Written by 7:27 am EU Investment

We need student and other voices in HE funding decisions

EUROPE

On 9 November, the European Commission published a Communication on Orientations for a Reform of the EU Economic Governance Framework. On 22 November, it announced that the ‘general escape clause’ would be deactivated in 2024, as stated in the Annual Sustainable Growth Survey 2023.

These two announcements are crucial for the higher education sector: the ‘general escape clause’ that allowed deviation from the fiscal restrictions of the Stability and Growth Pact was crucial during the pandemic for avoiding cuts in national budgets, with education usually being first in line.

Therefore, the discussion about the future fiscal framework of the European Union is critical to understanding the direction of education funding in the EU.

Fiscal framework

The EU economic governance framework is based on the Stability and Growth Pact: a series of procedures on how countries can limit government deficits to 3% of GDP and public debt levels to 60% of GDP, as indicated by the Maastricht Treaty.

It is a year-long process that starts with the ‘European Semester’, where the macroeconomic policies of the EU member states are coordinated via commission guidelines. It culminates with the publication of country-specific recommendations for reforms in May.

Up until the pandemic the main focus was on the fiscal surveillance happening in the second half of the year: even if country-specific recommendations were included in the commission’s assessment of the budgetary plans of Euro-area member states, it was the adherence to the ‘Maastricht criteria’ that acted as the main point of reference.

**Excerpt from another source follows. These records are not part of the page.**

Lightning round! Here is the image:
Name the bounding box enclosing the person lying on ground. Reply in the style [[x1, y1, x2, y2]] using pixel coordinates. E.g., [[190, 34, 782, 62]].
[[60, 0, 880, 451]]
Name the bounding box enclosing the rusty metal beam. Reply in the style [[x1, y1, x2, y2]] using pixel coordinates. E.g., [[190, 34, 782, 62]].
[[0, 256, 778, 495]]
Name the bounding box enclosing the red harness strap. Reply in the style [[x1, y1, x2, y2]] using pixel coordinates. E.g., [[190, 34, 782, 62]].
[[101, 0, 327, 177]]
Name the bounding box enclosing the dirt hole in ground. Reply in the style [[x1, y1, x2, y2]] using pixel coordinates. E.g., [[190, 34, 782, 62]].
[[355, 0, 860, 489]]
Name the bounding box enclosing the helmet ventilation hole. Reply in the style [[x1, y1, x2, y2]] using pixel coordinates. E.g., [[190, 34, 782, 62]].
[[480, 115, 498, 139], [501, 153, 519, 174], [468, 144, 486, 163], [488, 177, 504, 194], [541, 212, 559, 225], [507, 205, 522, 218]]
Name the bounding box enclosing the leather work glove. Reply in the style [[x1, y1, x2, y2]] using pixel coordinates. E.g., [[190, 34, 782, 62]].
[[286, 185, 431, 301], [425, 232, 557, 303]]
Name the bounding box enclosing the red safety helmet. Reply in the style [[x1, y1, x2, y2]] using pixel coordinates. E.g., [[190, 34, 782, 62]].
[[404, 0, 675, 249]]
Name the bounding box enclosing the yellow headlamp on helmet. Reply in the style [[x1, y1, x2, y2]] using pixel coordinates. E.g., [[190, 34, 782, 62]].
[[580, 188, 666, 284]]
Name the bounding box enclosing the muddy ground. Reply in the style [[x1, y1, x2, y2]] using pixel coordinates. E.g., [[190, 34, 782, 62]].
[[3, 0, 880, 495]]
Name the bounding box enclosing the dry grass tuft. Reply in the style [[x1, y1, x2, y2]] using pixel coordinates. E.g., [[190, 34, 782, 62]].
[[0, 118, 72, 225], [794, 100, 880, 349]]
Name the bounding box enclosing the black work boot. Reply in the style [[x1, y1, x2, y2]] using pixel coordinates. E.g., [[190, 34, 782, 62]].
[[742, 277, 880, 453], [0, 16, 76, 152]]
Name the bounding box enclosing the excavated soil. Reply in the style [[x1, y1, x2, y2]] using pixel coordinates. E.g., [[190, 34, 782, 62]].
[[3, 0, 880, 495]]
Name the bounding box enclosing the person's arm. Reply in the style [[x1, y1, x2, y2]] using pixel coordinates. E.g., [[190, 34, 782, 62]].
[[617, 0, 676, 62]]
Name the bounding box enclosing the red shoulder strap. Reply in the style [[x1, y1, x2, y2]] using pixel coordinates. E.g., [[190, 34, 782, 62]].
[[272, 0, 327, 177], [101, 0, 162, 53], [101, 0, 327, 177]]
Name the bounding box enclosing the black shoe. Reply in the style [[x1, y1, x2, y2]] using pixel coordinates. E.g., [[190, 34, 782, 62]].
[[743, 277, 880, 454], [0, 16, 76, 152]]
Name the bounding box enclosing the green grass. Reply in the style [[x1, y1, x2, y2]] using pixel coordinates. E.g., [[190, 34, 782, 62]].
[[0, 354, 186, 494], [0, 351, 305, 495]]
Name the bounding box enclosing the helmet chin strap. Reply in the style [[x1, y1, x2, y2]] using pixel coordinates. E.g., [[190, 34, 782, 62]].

In 2020, when COVID hit, a ‘general escape clause’ suspended many of the fiscal surveillance provisions of the Stability and Growth Pact, allowing member states to spend on deficit to support the economy without risking a macroeconomic imbalance procedure by the commission.

The creation of the Recovery and Resilience Facility (RRF) as a financial aid for European economies to tackle the pandemic-induced economic crisis made more than €720 billion (US$760 billion) available through common EU-level borrowing on the capital markets and allowed ambitious spending on reforms and investment.

The funds are disbursed by the commission based on National Recovery and Resilience Plans (NRRPs), agreed between the EU and the member states, which have to cover reforms and investment under common goals, for instance, the green transition and digital transformation.

How does this relate to education? The general escape clause and the RRF have allowed member states to support and invest in education, which accounts for 14% of the NRRPs’ funds, according to commission officials.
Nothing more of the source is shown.